Have you tried wingmirrorman


----------



## cheshiregordon (Sep 24, 2011)

sideways said:


> Have you tried wingmirrorman


no - where would I find him? is he on ebay?

Thanks


----------



## nickkdx (May 26, 2009)

When you say lost spring do you means it's seized up, if so you could try soaking with WD40 and then try moving it back and forth.


----------



## cheshiregordon (Sep 24, 2011)

nickkdx said:


> When you say lost spring do you means it's seized up, if so you could try soaking with WD40 and then try moving it back and forth.

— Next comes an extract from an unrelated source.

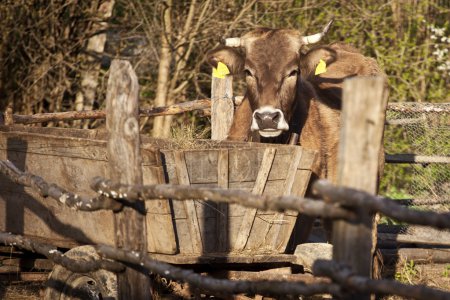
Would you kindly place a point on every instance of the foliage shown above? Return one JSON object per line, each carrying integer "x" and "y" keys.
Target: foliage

a previous owner had drilled thro the anchor point and inserted a screw which went thro the centre spindle locking it in place. Which I assume was because the spring was defective
I've replaced the centre spindle and reassembled but I now think the whatever has happend before has damaged the spring etc.


----------



## gaspode (May 9, 2005)

When I needed a Wilke mirror it turned out that it was "actually" made by Hella.  
I downloaded and searched the Hella catalogue (HUGE), found the Wilke mirror listed and ordered one by part number from the nearest Hella agent. It arrived 24 hrs later at a cost around 1/3 of the Hymer list price.


----------



## cheshiregordon (Sep 24, 2011)

story so far!
The mirror from my van appears in the Wilke catalogue (under city bus) as part no 50140700 but the anchor plate (which is the part I really want) seems to have a hella part no sticker on it! 8SB501408-80
Have emailed a couple of UK suppliers of commercial vehicles who claim to supply Wilke mirrors but without getting any reply. (so much for a business being bad)
Wingmirrorman couldn't help.
So the search goes on - thanks to everyone for the info.


----------